We have now reached a sensible amount of snow.
This isn't a sensible maximum; rather it is the minimum amount where I only feel anxious rather than terrified by the drive from the shopping centre to the university. First, the road winds uphill beside the gorge through which the river Gléra heads down to meet the fjord. I use the term gorge deliberately as it's one of those steep-sided clefts with a narrow but icy river at the bottom. As is common here there are no crash barriers to stop you going off the road into the gorge should you lose control of your vehicle for some reason.
Secondly, although I have super-duper sticky tyres my car does still slide about a bit. This is exacerbated by the fact that the roads now have two clear tracks worn away by the constant friction of traffic. On side roads these aren't quite as clear as on the main roads, and sometimes have a very interesting corrugated texture where a heavy vehicle has created tyre tracks that have then frozen into place - it's rather like going over an extended cattle grid - and then been covered by more layers of snow and ice. No matter what the road, it means that there are natural tracks that your wheels follow unless you accelerate and turn more sharply than is recommended given the friction problems. Curiously, I feel that I have less control through the power steering than I had with manual steering - I suspect that this is because I'm getting less feedback through the steering wheel than I'm used to.

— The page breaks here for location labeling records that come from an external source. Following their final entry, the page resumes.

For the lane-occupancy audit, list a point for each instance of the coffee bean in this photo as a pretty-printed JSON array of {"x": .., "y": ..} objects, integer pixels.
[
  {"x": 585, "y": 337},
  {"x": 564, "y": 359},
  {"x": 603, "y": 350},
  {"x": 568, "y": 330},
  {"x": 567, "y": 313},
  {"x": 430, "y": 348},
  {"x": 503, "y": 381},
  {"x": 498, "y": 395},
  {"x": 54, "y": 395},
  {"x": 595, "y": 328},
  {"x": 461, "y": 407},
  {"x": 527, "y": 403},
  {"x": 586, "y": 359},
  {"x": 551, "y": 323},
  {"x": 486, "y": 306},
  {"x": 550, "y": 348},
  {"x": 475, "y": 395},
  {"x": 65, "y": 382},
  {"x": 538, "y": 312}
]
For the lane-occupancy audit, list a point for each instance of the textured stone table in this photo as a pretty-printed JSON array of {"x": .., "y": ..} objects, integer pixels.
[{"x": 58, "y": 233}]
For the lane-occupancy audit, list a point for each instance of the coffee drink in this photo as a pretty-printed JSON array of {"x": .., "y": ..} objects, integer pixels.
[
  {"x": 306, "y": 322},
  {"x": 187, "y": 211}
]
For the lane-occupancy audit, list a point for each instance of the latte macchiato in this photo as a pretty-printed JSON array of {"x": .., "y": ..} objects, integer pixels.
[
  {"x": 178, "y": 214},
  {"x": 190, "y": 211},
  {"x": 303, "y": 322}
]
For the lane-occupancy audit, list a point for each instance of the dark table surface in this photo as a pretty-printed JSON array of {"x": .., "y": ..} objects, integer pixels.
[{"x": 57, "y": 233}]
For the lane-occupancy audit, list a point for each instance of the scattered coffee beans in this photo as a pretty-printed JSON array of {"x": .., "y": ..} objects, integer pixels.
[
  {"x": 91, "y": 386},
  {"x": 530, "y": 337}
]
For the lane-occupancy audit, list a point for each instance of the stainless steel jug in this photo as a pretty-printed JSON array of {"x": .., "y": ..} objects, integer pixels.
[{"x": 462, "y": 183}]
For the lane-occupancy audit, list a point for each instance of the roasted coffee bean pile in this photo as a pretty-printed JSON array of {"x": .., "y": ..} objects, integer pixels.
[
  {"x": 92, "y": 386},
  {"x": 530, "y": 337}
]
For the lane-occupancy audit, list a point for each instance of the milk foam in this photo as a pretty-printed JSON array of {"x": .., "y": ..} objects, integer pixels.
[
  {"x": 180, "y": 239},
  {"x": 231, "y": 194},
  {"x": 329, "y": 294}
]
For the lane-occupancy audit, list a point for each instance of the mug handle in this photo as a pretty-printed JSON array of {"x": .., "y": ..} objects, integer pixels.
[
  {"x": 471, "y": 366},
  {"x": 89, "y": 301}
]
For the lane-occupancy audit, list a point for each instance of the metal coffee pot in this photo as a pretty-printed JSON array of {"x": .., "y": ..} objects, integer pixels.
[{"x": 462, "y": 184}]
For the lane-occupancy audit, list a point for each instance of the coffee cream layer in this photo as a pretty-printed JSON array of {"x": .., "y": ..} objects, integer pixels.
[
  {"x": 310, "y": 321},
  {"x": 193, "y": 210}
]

These are the reasons to be terrified; the reason to downgrade that terror to mere extreme anxiety is that there has now been enough snow that the snowploughs have created walls of swept snow and ice along both sides of each carriageway. On the road uphill this is now a reassuring foot or so high, forming wall between the road and the gorge beyond. Admittedly it would probably only act as a launch ramp for anyone driving at the 50 km/h speed limit, but as I'm sufficiently anxious that 40 km/h is a rarity and 30 km/h far more common, it's enough to stop me if anything goes wrong. Not that people seem too interested in sticking to the speed limit or, for that matter, signalling their intentions to turn, but that's another story.
The big question here is still whether we'll have a white Christmas. Given the variability of the winter weather over the past few years it's still quite possible that we'll have a thaw and it'll clear up over the next two weeks. Still, I think that the chances of Akureyri having a white Christmas are orders of magnitude above those of Liverpool having one.